Апреля. Защита Франка. Признание Франка



 

Утреннее заседание.

 

Франк заявил, что в 1926 году, выдержав государственный экзамен, стал советником Гитлера и нацистской партии по правовым вопросам; в 1930 году – членом рейхстага, в 1933 году – президентом Академии Германского права и в 1939 году – генерал‑губернатором Польши. Затем Франку был задан главный вопрос: «Участвовали ли вы в уничтожении евреев?» Франк, набрав в легкие побольше воздуха, ответил: «Да!..Мы на протяжении многих лет вели борьбу с еврейством в самых ужасных формах и проявлениях – мой дневник тому самый главный свидетель… Пройдут тысячи лет, но эта вина будет оставаться на совести Германии».

 

(Геринг сокрушенно покачал головой – как это обвиняемый дерзнул сказать правду. Стал перешептываться со своими соседями по скамье подсудимых, совать им записки. Когда Франк не без раздражения заметил, что во время войны у него не было времени отовсюду тащить к себе предметы искусства, Геринг и его ближайшие соседи продолжали сидеть с каменными лицами, обвиняемые же на другом конце скамьи подсудимых с улыбкой переглядывались.)

 

Далее Франк признал, что создавал в Польше гетто, угнетал евреев, угонял в Германию поляков на принудительные работы и т. д.

 

В перерыве утреннего заседания Франк снова на несколько минут вернулся на скамью подсудимых; было заметно, как он взвинчен и смущен; озираясь по сторонам, Франк, по‑видимому, искал поддержки на лицах остальных обвиняемых. Папен и Зейсс‑Инкварт бросили ему несколько ободряющих фраз.

Его защитник доктор Зейдль спросил Франка:

– Мне спросить у вас, какую часть моральной ответственности?..

– Нет, пусть все идет своим чередом, – перебил его Франк.

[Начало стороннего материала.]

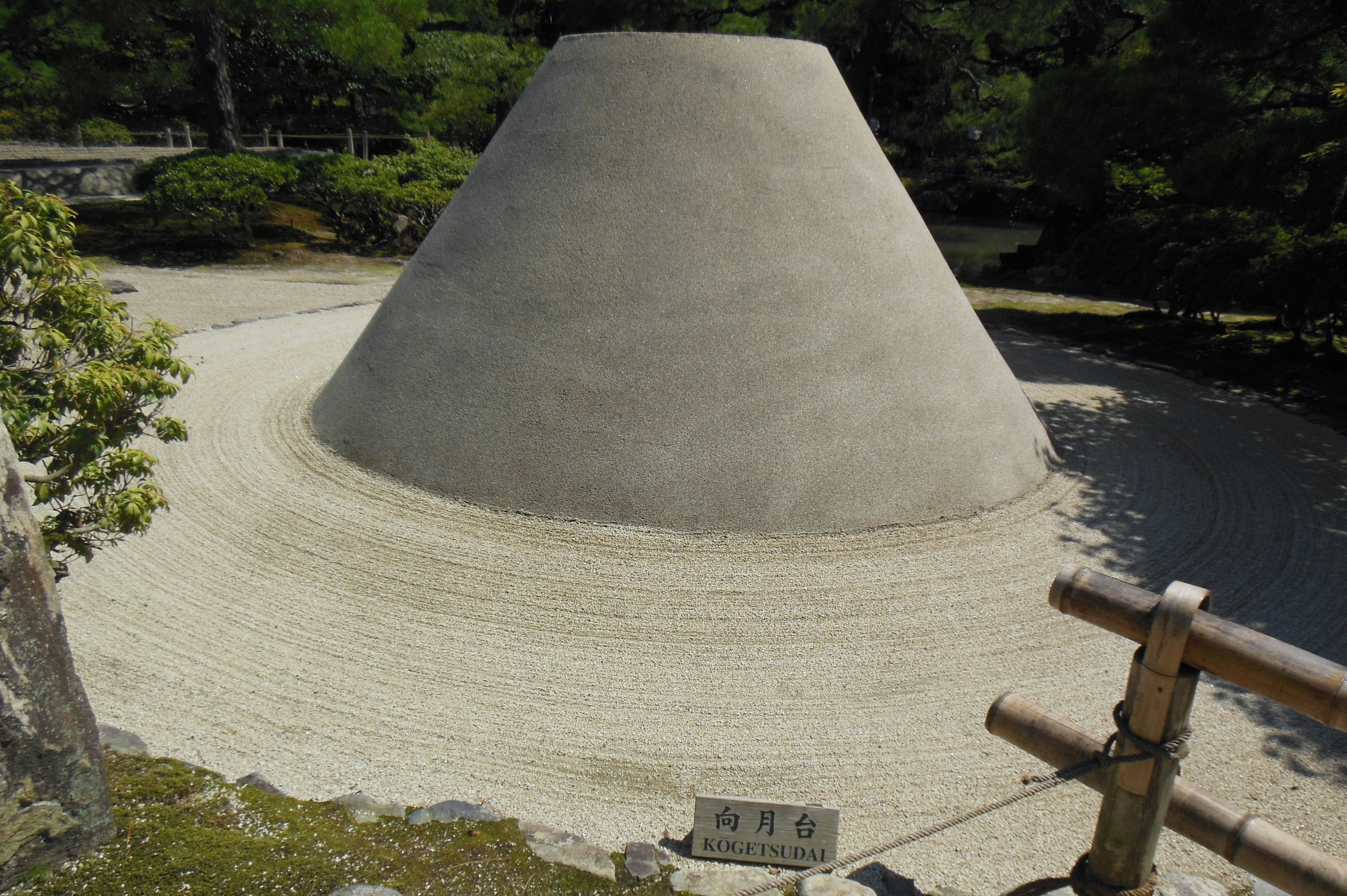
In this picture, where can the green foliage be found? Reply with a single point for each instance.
(477, 77)
(1198, 261)
(29, 123)
(386, 201)
(226, 190)
(185, 830)
(79, 384)
(101, 133)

Когда Зейдль отошел от своего подзащитного, Франк обратился ко мне:

– Этот малютка Зейдль неоценим! Геринг дал ему кличку «Микки‑Маус». Он стремится облегчить мне признание вины. Я рад, что все проясняется, пусть так и будет дальше.

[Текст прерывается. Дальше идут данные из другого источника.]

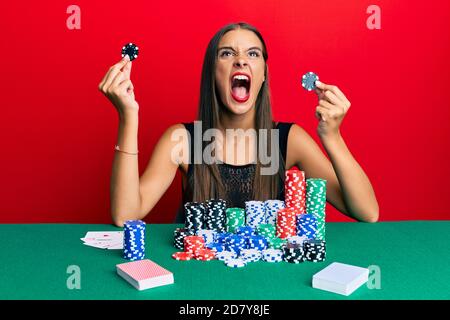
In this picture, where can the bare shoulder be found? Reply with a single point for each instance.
(175, 141)
(299, 145)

На другом конце скамьи подсудимых Фриче выражал недовольство тем, что Франк пытается идентифицировать свою вину с виной немецкого народа. Но Шахт возразил, указав на то, что Франк ясно и внятно признал свою вину и был совершенно прав, заявив, что Гитлер обесчестил немецкий народ.

Заукель шепнул Герингу:

– Вы слышали, как он сказал, что Германия обречена на тысячелетия бесчестья?

Тот презрительно ответил:

– Слышал… Думаю, и от Шпеера мы услышим то же самое. Эх, мягкотелые трусы!

 

Франк продолжил давать показания. Он, как и все в СС, был осведомлен о творимых зверствах, но (укол Риббентропу, Кейтелю и Кальтенбруннеру): «В отличие от окружения фюрера, которое не знало об этом, мы, действовавшие на переднем крае, были куда более независимы, мне кое‑что удалось выудить из прессы нейтральных и неприятельских стран».

 

(Геринг мрачно покачал головой.)

Обеденный перерыв. Многие не скрывали своего удовлетворения уколами Франка в адрес Геринга. Бывший рейхсмаршал с несчастным видом ходил взад‑вперед по холлу, держа под наблюдением мою беседу с обвиняемыми из числа тех, кто насмехался над Герингом. В обоих отсеках – и для пожилых, и для младших обвиняемых – раздавались одобрительные возгласы, что служило несомненным доказательством заметно пошатнувшегося авторитета Геринга.

Франк уже дожидался меня.

– Видите, я сдержал свое обещание. В отличие от окружения фюрера, где все прикидывались ничего не ведавшими, я был осведомлен о том, что творилось. Я думаю, на судей производит благоприятное впечатление, если мы честны, открыты и не пытаемся уйти от ответственности. Верно? Меня действительно порадовало, что моя откровенность не осталась незамеченной.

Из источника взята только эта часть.